Совет был хорош — в этом он убедился, увидев, как торопливо соседи по столу вычерпывают из маленького горшочка масло. Густо-жёлтое, кажется топлёное, оно полагалось к каше, по вкусу и консистенции напоминающей овсянку, но с явственным ореховым привкусом. Кроме этого горшочка, на столе имелась миска с колотым тёмно-бурым (тростниковым, как ему объяснили) сахаром и большой жестяной кофейник. Матросы по очереди наливали густой ароматный, щедро сдобренный корицей и перцем напиток по жестяным кружкам — каждая с выцарапанным на боку именем владельца.
Своей кружки, как, впрочем, и ложки, у новоиспечённого матроса не было; и то и другое вручил ему боцман, пробурчав под нос на зурбаганском что-то вроде «будешь должен». Он не ответил — уминал за обе щёки вкуснейшую, сдобренную маслом, корицей, сахаром и кусочками сухофруктов кашу.
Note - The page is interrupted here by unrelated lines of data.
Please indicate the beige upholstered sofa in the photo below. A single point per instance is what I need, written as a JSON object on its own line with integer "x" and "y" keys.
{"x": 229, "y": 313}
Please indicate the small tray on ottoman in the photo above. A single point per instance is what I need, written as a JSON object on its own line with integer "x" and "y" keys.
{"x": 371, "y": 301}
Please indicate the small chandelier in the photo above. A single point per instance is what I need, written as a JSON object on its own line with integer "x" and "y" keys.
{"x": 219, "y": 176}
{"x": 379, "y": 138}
Кофе тоже был с пряностями, корицей и перцем; некоторые матросы сыпали в чашки соль и добавляли кусочки масла.
В общем, на местную кормёжку грех было жаловаться — кормили вкусно, обильно, от пуза. Удивляло, разве что, отсутствие хлеба или хотя бы сухарей — может, подумал он, они тут полагаются только к обеду? Вместо хлеба на столе обнаружилась большая жестяная миска, полная тёмно-коричневых кусочков — это оказался горький, очень вкусный, с лёгким привкусом миндаля, шоколад. Некоторые матросы рассовывали лакомство по карманам, и Роман с удовольствием последовал их примеру. Неизвестно, когда тут обед, а шоколад, как известно, штука питательная…
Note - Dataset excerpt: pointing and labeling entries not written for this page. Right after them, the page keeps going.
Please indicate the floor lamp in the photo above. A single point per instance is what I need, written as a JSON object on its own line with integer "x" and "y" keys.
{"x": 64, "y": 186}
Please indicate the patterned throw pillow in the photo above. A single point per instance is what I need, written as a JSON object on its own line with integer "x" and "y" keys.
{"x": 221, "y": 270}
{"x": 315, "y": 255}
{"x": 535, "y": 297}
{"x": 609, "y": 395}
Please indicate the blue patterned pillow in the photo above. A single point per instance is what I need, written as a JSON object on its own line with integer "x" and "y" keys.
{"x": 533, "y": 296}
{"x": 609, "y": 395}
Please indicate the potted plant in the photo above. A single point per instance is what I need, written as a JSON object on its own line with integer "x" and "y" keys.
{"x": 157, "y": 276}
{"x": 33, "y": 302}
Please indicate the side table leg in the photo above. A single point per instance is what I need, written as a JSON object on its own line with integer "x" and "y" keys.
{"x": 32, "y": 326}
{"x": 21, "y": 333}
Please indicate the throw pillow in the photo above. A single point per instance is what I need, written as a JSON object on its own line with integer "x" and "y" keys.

Завтрак тем временем подошёл к концу. Сотрапезники Романа один за другим потянулись на палубу — кто-то переговаривался, кто-то обменивался сальными шутками, кто-то ковырялся в зубах длинной щепкой. Он пошёл, было, за ними, но не тут-то было: боцман тормознул его, ткнув заскорузлым, пожелтевшим от табака пальцем сперва в заваленный грязной посудой стол, а потом в жестяной таз, полный жёлтоватых и серых комьев размером с кулак. Серые при ближайшем рассмотрении оказались обычной пемзой, а жёлтые Роман после некоторых колебаний определил, как куски морской губки. Всё было ясно без разъяснений: морская служба начинается для него не с вахт и авралов, не с работы с парусами и канатами, и даже не с загадочной «драйки медяшки», о которой обмолвился давеча Врунгель — а с самых что ни на есть не романтических обязанностей уборщика и посудомойки.